Hi, I profiled a simple matrix-multiplication in pytorch and the flops got from ncu report is less than the theoretical peak flops.
The code I tested on A100 is the following
import torch
n=4096
x = torch.ones((n, n), dtype=torch.float32, device="cuda")
y = torch.ones((n, n),dtype=torch.float32, device="cuda")
# run the computation part
for i in range(200):
if i % 100 == 0:
print(i)
torch.mm(x, y)
When I move the cursor to the roofline chart in ncu report, it says the performance is about 14TFLOPs. But the peak performance of A100 should be about 19TFLOPS. I check the source code for ncu roofline section in sections/SpeedOfLight_Roofline.py. The peak performance is 2 * action.metric_by_name("sm__sass_thread_inst_executed_op_ffma_pred_on.sum.peak_sustained").as_double().
Actually, I use dcgmi to test the above benchmark code and I’m able to get the 19TFLOPs. So I’m confused by the results.
Could you explain the meaning of sm__sass_thread_inst_executed_op_ffma_pred_on.sum.peak_sustained and why it is less than the theoretical flops?
You can find the expression used for calculating the “Peak Work” value shown in the single precision roofline chart in “SpeedOfLight_RooflineChart.section”
Peak Work = derived__sm__sass_thread_inst_executed_op_ffma_pred_on_x2 * sm__cycles_elapsed.avg.per_second
Where: derived__sm__sass_thread_inst_executed_op_ffma_pred_on_x2 = sm__sass_thread_inst_executed_op_ffma_pred_on.sum.peak_sustained * 2
(This is a derived metric defined in the same section file. Since a FMA instruction has two floating point operations 1 multiplication and 1 addition the FMA instruction count is multiplied by two.)
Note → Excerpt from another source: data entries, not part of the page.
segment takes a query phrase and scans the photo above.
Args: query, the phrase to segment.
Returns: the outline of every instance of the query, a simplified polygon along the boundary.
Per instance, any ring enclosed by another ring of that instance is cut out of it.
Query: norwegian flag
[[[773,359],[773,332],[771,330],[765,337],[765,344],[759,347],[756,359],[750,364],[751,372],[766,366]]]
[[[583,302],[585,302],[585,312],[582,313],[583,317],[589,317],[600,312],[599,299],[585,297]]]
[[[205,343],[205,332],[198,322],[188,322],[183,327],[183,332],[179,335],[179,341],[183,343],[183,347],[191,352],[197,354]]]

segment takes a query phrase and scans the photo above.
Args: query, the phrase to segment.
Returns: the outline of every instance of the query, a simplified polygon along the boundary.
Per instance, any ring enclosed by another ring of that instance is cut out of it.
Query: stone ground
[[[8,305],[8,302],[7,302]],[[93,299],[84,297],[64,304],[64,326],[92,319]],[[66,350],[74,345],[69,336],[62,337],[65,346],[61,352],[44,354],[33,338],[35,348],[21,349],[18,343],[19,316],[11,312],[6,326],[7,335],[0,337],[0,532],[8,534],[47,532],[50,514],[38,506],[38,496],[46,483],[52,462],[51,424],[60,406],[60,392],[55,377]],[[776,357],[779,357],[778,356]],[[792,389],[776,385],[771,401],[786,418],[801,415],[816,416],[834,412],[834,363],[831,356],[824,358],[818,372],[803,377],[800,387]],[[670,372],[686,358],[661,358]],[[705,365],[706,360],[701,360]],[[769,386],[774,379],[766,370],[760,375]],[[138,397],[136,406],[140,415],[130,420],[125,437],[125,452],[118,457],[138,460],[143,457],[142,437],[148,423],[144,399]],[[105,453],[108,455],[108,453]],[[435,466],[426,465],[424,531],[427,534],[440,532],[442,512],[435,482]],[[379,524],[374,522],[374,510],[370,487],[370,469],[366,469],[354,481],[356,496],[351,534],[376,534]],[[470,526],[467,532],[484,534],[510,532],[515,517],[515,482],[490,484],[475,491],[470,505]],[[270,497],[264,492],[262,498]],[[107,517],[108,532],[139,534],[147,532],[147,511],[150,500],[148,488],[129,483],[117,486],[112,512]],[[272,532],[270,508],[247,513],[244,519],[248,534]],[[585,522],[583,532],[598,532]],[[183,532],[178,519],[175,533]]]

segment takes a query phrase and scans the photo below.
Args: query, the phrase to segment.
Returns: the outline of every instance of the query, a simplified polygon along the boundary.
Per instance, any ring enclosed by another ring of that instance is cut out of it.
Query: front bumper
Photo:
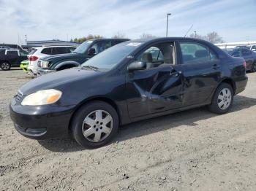
[[[22,106],[13,98],[10,113],[18,132],[26,137],[48,139],[68,135],[74,107],[57,105]]]
[[[37,69],[37,76],[41,76],[41,75],[45,75],[51,72],[54,72],[56,71],[56,70],[50,70],[50,69],[42,69],[42,68],[38,68]]]
[[[235,95],[241,93],[245,90],[247,85],[248,77],[245,75],[244,77],[240,77],[236,81],[236,92]]]

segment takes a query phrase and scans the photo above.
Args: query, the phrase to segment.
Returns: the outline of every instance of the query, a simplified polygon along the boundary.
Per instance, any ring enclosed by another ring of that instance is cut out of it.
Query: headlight
[[[46,69],[48,67],[48,63],[49,62],[48,61],[41,61],[41,67],[43,69]]]
[[[56,102],[61,98],[62,93],[57,90],[44,90],[31,93],[22,101],[23,106],[41,106]]]

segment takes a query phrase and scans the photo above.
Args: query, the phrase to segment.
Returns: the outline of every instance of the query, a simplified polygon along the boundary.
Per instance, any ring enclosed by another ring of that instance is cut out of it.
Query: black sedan
[[[134,40],[29,82],[12,98],[10,116],[26,137],[71,132],[82,146],[97,147],[135,121],[205,105],[225,114],[246,83],[244,60],[209,42]]]
[[[229,52],[233,57],[241,57],[246,63],[246,71],[252,72],[256,71],[256,52],[250,50],[248,48],[235,48],[233,50]]]

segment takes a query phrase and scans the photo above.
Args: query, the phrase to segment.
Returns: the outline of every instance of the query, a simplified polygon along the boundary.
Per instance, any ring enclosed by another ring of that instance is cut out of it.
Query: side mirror
[[[135,70],[144,70],[146,68],[146,62],[143,61],[135,61],[133,63],[131,63],[128,67],[127,69],[129,71],[132,71]]]
[[[232,56],[233,57],[239,57],[239,55],[238,55],[238,54],[233,54]]]
[[[89,55],[94,55],[96,54],[96,50],[95,48],[90,48],[89,50],[88,51],[88,54]]]

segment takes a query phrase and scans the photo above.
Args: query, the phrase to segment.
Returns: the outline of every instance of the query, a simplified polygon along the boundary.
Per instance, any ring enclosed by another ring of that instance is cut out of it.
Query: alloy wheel
[[[231,91],[228,88],[222,89],[218,96],[218,106],[220,109],[225,110],[229,107],[232,101]]]
[[[108,112],[95,110],[84,119],[82,131],[87,140],[91,142],[99,142],[110,134],[113,125],[113,117]]]

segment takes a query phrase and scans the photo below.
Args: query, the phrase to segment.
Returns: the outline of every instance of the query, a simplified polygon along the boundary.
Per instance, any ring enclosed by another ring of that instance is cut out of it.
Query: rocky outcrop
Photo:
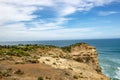
[[[86,43],[22,45],[0,52],[4,52],[0,55],[0,80],[110,80],[101,72],[96,48]]]
[[[64,47],[63,49],[66,50],[67,48],[69,48],[69,51],[66,52],[69,54],[70,59],[81,63],[86,63],[92,66],[97,72],[101,73],[98,54],[95,47],[86,43],[77,43],[68,47]]]

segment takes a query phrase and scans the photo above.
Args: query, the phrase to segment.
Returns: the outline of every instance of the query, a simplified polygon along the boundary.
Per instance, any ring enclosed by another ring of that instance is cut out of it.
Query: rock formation
[[[17,53],[1,47],[2,53],[4,49]],[[22,54],[0,53],[0,80],[110,80],[102,74],[96,48],[86,43],[66,47],[22,45],[14,49]]]

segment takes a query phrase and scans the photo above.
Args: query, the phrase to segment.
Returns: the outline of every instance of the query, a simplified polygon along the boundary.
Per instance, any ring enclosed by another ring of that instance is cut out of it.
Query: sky
[[[120,38],[120,0],[0,0],[0,41]]]

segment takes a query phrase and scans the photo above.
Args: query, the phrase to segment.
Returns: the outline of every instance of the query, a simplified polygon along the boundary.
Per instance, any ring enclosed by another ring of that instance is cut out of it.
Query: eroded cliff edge
[[[86,43],[0,46],[0,80],[110,80]]]

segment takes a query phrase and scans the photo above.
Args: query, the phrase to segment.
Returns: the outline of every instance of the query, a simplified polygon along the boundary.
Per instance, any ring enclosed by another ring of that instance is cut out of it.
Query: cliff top
[[[95,47],[76,43],[0,46],[0,80],[109,80]]]

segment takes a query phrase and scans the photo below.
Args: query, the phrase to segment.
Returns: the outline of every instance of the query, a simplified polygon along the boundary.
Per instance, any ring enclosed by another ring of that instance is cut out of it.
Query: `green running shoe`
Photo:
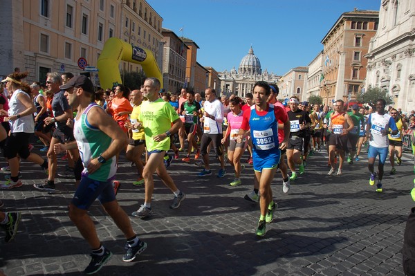
[[[295,173],[295,172],[294,172],[293,173],[293,174],[291,174],[291,176],[290,177],[290,180],[291,181],[295,181],[295,179],[297,179],[297,177],[298,177],[298,176],[297,175],[297,173]]]
[[[306,170],[306,167],[304,167],[304,164],[301,163],[299,165],[299,174],[304,174],[305,170]]]
[[[257,231],[255,231],[255,234],[258,237],[264,237],[265,236],[265,233],[266,233],[266,223],[265,221],[259,221],[258,222],[258,228],[257,228]]]
[[[274,204],[273,207],[271,207],[271,209],[270,209],[270,206],[268,205],[268,210],[265,216],[265,222],[268,223],[270,223],[274,219],[274,212],[275,211],[275,209],[277,209],[277,203],[275,202],[273,202],[273,203]]]

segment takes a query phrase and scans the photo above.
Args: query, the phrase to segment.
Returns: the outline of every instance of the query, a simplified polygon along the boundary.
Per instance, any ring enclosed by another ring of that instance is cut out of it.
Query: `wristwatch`
[[[107,160],[104,159],[104,157],[102,157],[102,156],[100,155],[98,156],[98,162],[101,164],[104,164],[105,162],[107,162]]]

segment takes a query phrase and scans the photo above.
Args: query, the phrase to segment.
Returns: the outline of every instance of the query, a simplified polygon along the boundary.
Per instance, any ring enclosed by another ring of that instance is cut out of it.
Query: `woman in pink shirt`
[[[243,165],[241,165],[241,157],[246,148],[246,140],[241,142],[237,142],[237,137],[241,124],[242,124],[242,115],[243,114],[241,110],[241,102],[242,100],[239,97],[235,97],[230,100],[229,107],[232,112],[228,113],[228,126],[221,141],[222,144],[224,144],[228,138],[230,140],[228,147],[228,159],[235,169],[235,179],[230,183],[231,186],[237,186],[241,183],[241,171],[245,167]]]

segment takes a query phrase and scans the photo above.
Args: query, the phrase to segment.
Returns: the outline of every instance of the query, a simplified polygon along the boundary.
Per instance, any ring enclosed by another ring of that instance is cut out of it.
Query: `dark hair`
[[[274,94],[275,94],[275,95],[277,96],[279,93],[279,89],[278,89],[278,86],[277,85],[277,84],[270,84],[270,88],[271,89]]]
[[[119,86],[120,87],[120,90],[121,90],[122,91],[122,97],[124,97],[126,99],[129,100],[129,89],[128,89],[128,87],[124,86],[124,85],[120,84],[118,84],[118,85],[117,85],[117,86]]]
[[[265,95],[267,96],[271,93],[271,88],[270,87],[269,84],[266,82],[259,80],[259,81],[255,82],[252,89],[255,89],[255,86],[259,86],[259,87],[262,87],[263,89],[265,89]]]
[[[232,98],[229,102],[230,102],[231,104],[232,104],[233,105],[239,105],[242,103],[242,100],[238,97],[236,96],[234,98]]]

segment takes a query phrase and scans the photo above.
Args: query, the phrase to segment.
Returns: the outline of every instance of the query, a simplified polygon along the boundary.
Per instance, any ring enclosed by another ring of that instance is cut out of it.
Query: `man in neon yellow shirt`
[[[174,194],[173,203],[170,205],[172,209],[178,208],[186,196],[177,188],[163,163],[165,151],[170,148],[170,136],[177,132],[183,124],[173,107],[158,97],[160,88],[160,81],[156,77],[148,77],[144,82],[143,94],[148,101],[141,104],[138,127],[144,128],[149,157],[142,172],[145,199],[140,209],[133,212],[134,217],[145,217],[152,214],[151,203],[154,190],[154,172]]]

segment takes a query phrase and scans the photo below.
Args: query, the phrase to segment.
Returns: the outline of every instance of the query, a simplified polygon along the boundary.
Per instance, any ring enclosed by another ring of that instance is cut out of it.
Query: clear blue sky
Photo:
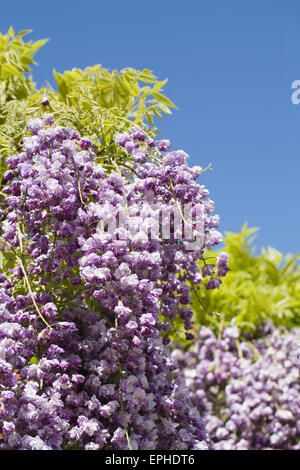
[[[1,2],[0,30],[33,29],[38,85],[52,68],[101,63],[168,78],[180,108],[159,127],[202,178],[222,231],[260,227],[256,245],[300,251],[298,0],[52,0]],[[29,37],[29,36],[28,36]]]

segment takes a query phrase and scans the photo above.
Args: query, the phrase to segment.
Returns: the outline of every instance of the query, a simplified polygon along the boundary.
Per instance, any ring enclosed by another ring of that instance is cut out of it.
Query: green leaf
[[[30,359],[30,364],[38,364],[39,363],[39,360],[37,357],[35,356],[32,356],[32,358]]]
[[[177,106],[162,93],[153,92],[152,95],[155,99],[157,99],[157,101],[160,101],[161,103],[164,103],[167,106],[170,106],[171,108],[177,108]]]
[[[5,80],[10,77],[21,77],[22,74],[19,72],[17,67],[12,64],[2,64],[1,65],[1,78]]]

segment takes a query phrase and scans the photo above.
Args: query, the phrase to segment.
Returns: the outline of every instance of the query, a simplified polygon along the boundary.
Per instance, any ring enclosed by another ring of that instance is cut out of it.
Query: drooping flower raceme
[[[29,129],[4,175],[0,448],[208,448],[161,321],[180,315],[191,328],[187,281],[202,281],[197,260],[221,239],[199,170],[182,151],[151,160],[140,129],[116,138],[131,169],[110,172],[52,116]],[[163,215],[184,203],[204,208],[194,250]],[[158,219],[168,237],[149,236]]]
[[[300,330],[267,322],[260,334],[202,327],[191,351],[173,353],[215,449],[300,449]]]

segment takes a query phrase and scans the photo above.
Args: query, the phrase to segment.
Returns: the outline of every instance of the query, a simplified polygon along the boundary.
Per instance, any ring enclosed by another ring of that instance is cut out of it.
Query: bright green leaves
[[[197,296],[192,293],[197,327],[205,324],[217,331],[220,319],[216,313],[223,315],[227,324],[236,318],[242,330],[252,332],[268,318],[287,328],[300,325],[300,255],[284,259],[270,247],[255,255],[252,242],[256,230],[245,225],[240,233],[226,234],[222,251],[229,254],[231,271],[221,289],[201,288]],[[216,253],[210,250],[206,256]]]
[[[126,68],[109,72],[101,65],[60,74],[54,70],[60,99],[69,106],[79,104],[92,109],[109,109],[114,116],[126,117],[139,125],[153,117],[171,114],[176,106],[161,93],[167,80],[158,81],[150,70]],[[145,85],[146,84],[146,85]],[[151,86],[152,85],[152,86]]]
[[[0,83],[4,84],[1,102],[24,99],[33,91],[31,78],[25,74],[35,64],[33,57],[47,39],[24,42],[22,38],[29,32],[24,30],[15,35],[10,27],[7,34],[0,33]]]

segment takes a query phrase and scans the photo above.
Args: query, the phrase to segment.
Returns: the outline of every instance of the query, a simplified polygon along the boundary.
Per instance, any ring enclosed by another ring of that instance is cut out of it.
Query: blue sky
[[[149,68],[179,107],[159,122],[202,183],[222,231],[260,228],[256,245],[300,251],[300,2],[70,0],[2,2],[0,30],[33,29],[38,85],[52,69]],[[29,36],[28,36],[29,38]]]

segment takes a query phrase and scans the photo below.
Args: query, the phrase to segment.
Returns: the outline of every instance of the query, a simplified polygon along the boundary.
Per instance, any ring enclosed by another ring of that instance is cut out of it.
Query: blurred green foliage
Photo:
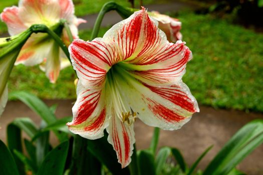
[[[263,111],[263,34],[209,14],[178,18],[193,54],[183,80],[199,103]]]

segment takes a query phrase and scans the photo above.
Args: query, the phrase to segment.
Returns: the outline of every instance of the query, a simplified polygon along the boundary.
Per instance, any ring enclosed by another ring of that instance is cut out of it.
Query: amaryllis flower
[[[85,20],[77,18],[74,14],[72,0],[20,0],[18,7],[5,8],[1,17],[7,24],[11,36],[25,30],[34,24],[44,24],[52,27],[60,20],[65,19],[69,23],[73,37],[77,38],[77,26]],[[66,44],[70,44],[65,29],[62,38]],[[65,67],[62,66],[60,63],[65,60],[66,56],[58,45],[47,34],[34,34],[22,48],[16,64],[34,66],[44,62],[42,64],[45,64],[47,76],[54,82],[60,69]],[[70,65],[69,62],[67,64]]]
[[[103,38],[74,40],[69,50],[79,80],[74,118],[67,125],[92,140],[106,128],[122,168],[131,162],[136,118],[173,130],[199,111],[181,80],[191,51],[181,41],[169,43],[144,8]]]
[[[179,20],[160,14],[156,11],[148,12],[148,14],[158,20],[159,28],[164,32],[169,42],[175,42],[177,40],[182,40],[182,36],[180,32],[182,24]]]
[[[31,34],[28,30],[15,36],[0,38],[0,116],[8,102],[9,76],[21,48]]]

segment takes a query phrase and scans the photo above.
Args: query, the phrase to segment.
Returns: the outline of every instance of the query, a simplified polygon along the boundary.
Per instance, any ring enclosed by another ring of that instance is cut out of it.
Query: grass
[[[177,17],[183,24],[183,40],[193,54],[183,80],[199,104],[263,112],[263,34],[210,15],[185,12]],[[107,29],[102,28],[99,36]],[[80,38],[88,40],[91,33],[80,31]],[[68,68],[53,84],[37,67],[21,65],[12,73],[9,88],[42,98],[74,98],[75,77]]]
[[[97,13],[100,12],[103,4],[109,1],[114,1],[120,5],[130,6],[130,4],[128,0],[96,0],[96,2],[93,0],[73,0],[75,4],[75,14],[78,16],[82,16],[89,14]],[[12,6],[18,6],[19,0],[1,0],[0,3],[0,13],[6,7]],[[160,4],[165,2],[165,0],[143,0],[143,4]],[[139,0],[135,0],[135,6],[139,7]],[[7,32],[6,24],[0,21],[0,34]]]

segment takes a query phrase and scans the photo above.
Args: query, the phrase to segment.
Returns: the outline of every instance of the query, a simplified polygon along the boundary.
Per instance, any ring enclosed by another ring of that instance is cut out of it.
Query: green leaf
[[[129,174],[128,168],[121,168],[118,162],[117,155],[111,144],[107,140],[108,134],[104,132],[104,136],[96,140],[87,140],[88,150],[103,164],[113,174]]]
[[[5,144],[0,140],[0,170],[1,174],[19,175],[14,158]]]
[[[31,138],[38,132],[37,126],[30,118],[17,118],[13,121],[13,124],[24,131]]]
[[[205,151],[203,153],[202,153],[202,154],[199,156],[198,158],[197,158],[196,160],[195,160],[194,163],[193,163],[193,164],[192,165],[192,166],[191,166],[191,168],[189,170],[189,171],[187,174],[187,175],[190,175],[192,174],[192,173],[194,170],[194,169],[195,169],[195,168],[198,164],[200,161],[201,161],[202,158],[203,158],[206,154],[210,150],[211,150],[211,148],[212,147],[213,147],[213,146],[209,146],[207,148],[206,148],[206,150],[205,150]]]
[[[257,0],[257,6],[259,8],[262,8],[263,6],[263,0]]]
[[[227,174],[263,142],[263,120],[245,124],[223,147],[205,170],[203,175]]]
[[[10,98],[22,101],[31,110],[38,114],[47,124],[52,124],[57,120],[53,112],[37,96],[24,92],[10,93]]]
[[[137,149],[135,144],[133,144],[133,153],[131,156],[132,162],[129,164],[129,170],[130,170],[130,175],[137,175],[139,174],[138,167],[138,162],[137,157]]]
[[[34,145],[33,145],[33,144],[31,142],[29,142],[27,139],[25,139],[24,140],[24,142],[25,144],[25,146],[26,146],[26,150],[27,150],[27,152],[28,152],[28,154],[29,155],[29,156],[30,157],[32,162],[35,162],[36,166],[37,166],[37,156],[36,154],[36,146]]]
[[[70,134],[71,135],[74,136],[72,132],[70,132],[68,128],[68,126],[66,124],[72,120],[72,117],[66,117],[58,120],[55,122],[50,124],[41,130],[40,130],[37,134],[36,134],[32,138],[32,140],[35,140],[37,138],[38,138],[43,134],[43,132],[45,132],[48,131],[58,131],[63,132],[65,134]],[[65,135],[65,137],[67,135]]]
[[[177,164],[180,166],[181,170],[183,172],[185,172],[185,170],[187,168],[187,165],[185,164],[185,162],[184,161],[182,154],[181,154],[179,150],[176,148],[172,148],[171,151],[173,156],[176,160]]]
[[[27,156],[24,155],[21,152],[15,150],[14,153],[19,158],[19,160],[26,165],[31,170],[32,170],[34,174],[36,174],[38,170],[38,168],[36,164],[32,160],[30,160]]]
[[[148,150],[141,150],[138,153],[138,164],[139,174],[156,174],[154,156]]]
[[[21,130],[14,124],[10,124],[7,128],[8,145],[14,156],[15,162],[17,164],[20,174],[25,174],[25,166],[24,164],[14,154],[14,150],[22,152],[22,140]]]
[[[49,108],[50,110],[53,112],[53,114],[55,114],[55,112],[56,112],[56,110],[57,110],[57,108],[58,108],[58,104],[54,104],[50,106]]]
[[[88,140],[75,135],[69,175],[100,174],[101,164],[87,148]]]
[[[171,148],[169,147],[162,148],[159,150],[155,160],[156,165],[156,174],[160,174],[167,158],[171,154]]]
[[[42,121],[41,127],[45,126],[45,122]],[[42,132],[42,134],[38,138],[36,141],[36,152],[37,156],[37,164],[38,166],[40,167],[44,160],[46,155],[49,152],[50,145],[49,132]]]
[[[49,124],[57,120],[53,112],[37,96],[24,92],[15,92],[10,93],[10,98],[19,99],[38,114],[46,122]],[[68,140],[65,133],[54,131],[60,142]]]
[[[47,126],[41,130],[42,131],[48,131],[48,130],[60,130],[66,133],[72,134],[69,130],[68,126],[66,124],[68,122],[70,122],[72,120],[72,116],[69,116],[62,118],[60,120],[58,120],[55,122],[48,124]]]
[[[156,152],[159,135],[160,128],[154,128],[154,130],[153,132],[151,144],[150,145],[150,150],[151,150],[154,155],[155,154],[155,152]]]
[[[63,174],[68,148],[69,142],[66,141],[49,152],[37,174]]]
To get the peak performance one will need to fix the clock frequency using nvidia-smi to the boost frequency and profile with the ncu --clock-control none option.
I have already used nvidia-smi to pin the clock rates. and also tried ncu --clock-control none option.
In my question description, I got the flops computation from the python file of section SpeedOfLight_Roofline. But my question is
According to the ncu’s results, the 2 * sm__sass_thread_inst_executed_op_ffma_pred_on.sum.peak_sustained is 14 TFLOPS. But for the same application, the results from DCGM is 19TFLOPS. And the test application is torch.mm whose TFLOPS is supposed to be 19.
Is there something wrong with the sm__sass_thread_inst_executed_op_ffma_pred_on.sum.peak_sustained?
The clock_rate value which I suggested checking earlier will not show the clock frequency used during profiling.
Please check what is the “SM Frequency” shown on the Nsight Compute Details page (the metric is gpc__cycles_elapsed.avg.per_second).
Hi @Sanjiv.Satoor , after a long time, I did the test again.
On A100, I profile a long run application that ncu runs for several hours. During the execution, I use watch nvidia-smi -q -d CLOCK to monitor the frequency and I found the frequency is already the highest 1410Mhz but in ncu’s report the SM Frequency is still about 1.10. The Single Preicison Roofline is still about 14T.
I did another test on A5000. Profiled another application and monitored frequency. The frequency in nvidia-smi is the highest 2100Mhz and the SM Frequency in ncu report is 1.67. However, the Single Precision Roofline is about 27.4 TFLOPS which matches the specifications of A5000 27.7TFLOPS.